Not surprisingly, it’s the diesels that are the most economical, in particular the 2.0 TDI 190 version, with an average claimed figure of 62.8mpg when hooked up with the automatic S Tronic gearbox. The 2.0 TFSI petrol sees an average 47.9mpg. Meanwhile you’ll need deep pockets to fuel the 3.0 S5 version, which claims an average fuel consumption of only 36.2mpg.
Annual tax (VED) is based on CO2 emissions for cars registered before April 2017. Tax changes brought in from April 2017 mean that all cars pay a flat rate of tax currently £165 per year, and any car costing more than £40,000 new will incur an extra charge over and above the flat rate of VED car tax, so check your used example carefully as some A5 Cabriolets broke this barrier.
Insurance and servicing
Insurance groups will naturally be on the high side for this swift cabriolet, ranging from 36 up to 45 for the S5.

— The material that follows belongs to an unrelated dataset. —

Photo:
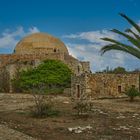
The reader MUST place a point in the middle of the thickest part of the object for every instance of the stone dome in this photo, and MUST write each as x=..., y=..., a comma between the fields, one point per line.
x=38, y=43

The A5 Cabriolet comes from new with a three-year/60,000-mile warranty. Audis do tend to be expensive to service at franchised dealers, but once these models are three years old they will qualify for Audi’s fixed-price servicing deal, which costs from £164 for a minor service and £319 for a major one (based on a 2.0 diesel model).
Which used Audi A5 sports should I buy?
All engines push the A5 Cabriolet around at a reasonable pace, but if you're looking to buy one of the earlier cars we'd recommend the smooth 3.0 TDI 218 V6 has the best balance of pace and frugality. However, this engine option was removed from the range, so if you're buying a later model we'd seek out the 40 TDI 190 unit. We’d look for a Sport trim car rather than spend any more on an S line. It’s handsomely equipped and the S line’s suspension is a little firm and its extras are largely cosmetic.
Our favourite Audi A5 Cabriolet: 3.0 TDI Quattro 218 Sport
What alternatives should I consider to a used Audi A5 sports?
The BMW 4 Series Convertible is good to drive, has an excellent infotainment system and is well equipped. Countered against that, the manual gearbox isn’t the slickest and some of the smaller diesels are a bit gruff.
The Mercedes-Benz C-Class Cabriolet is comfortable, classy and relatively economical. It’s well made, solid and sturdy, but still retains a sporting touch. The interior is stylish, too, and although it’s not the sharpest car to drive it’s a worthy competitor to the Audi.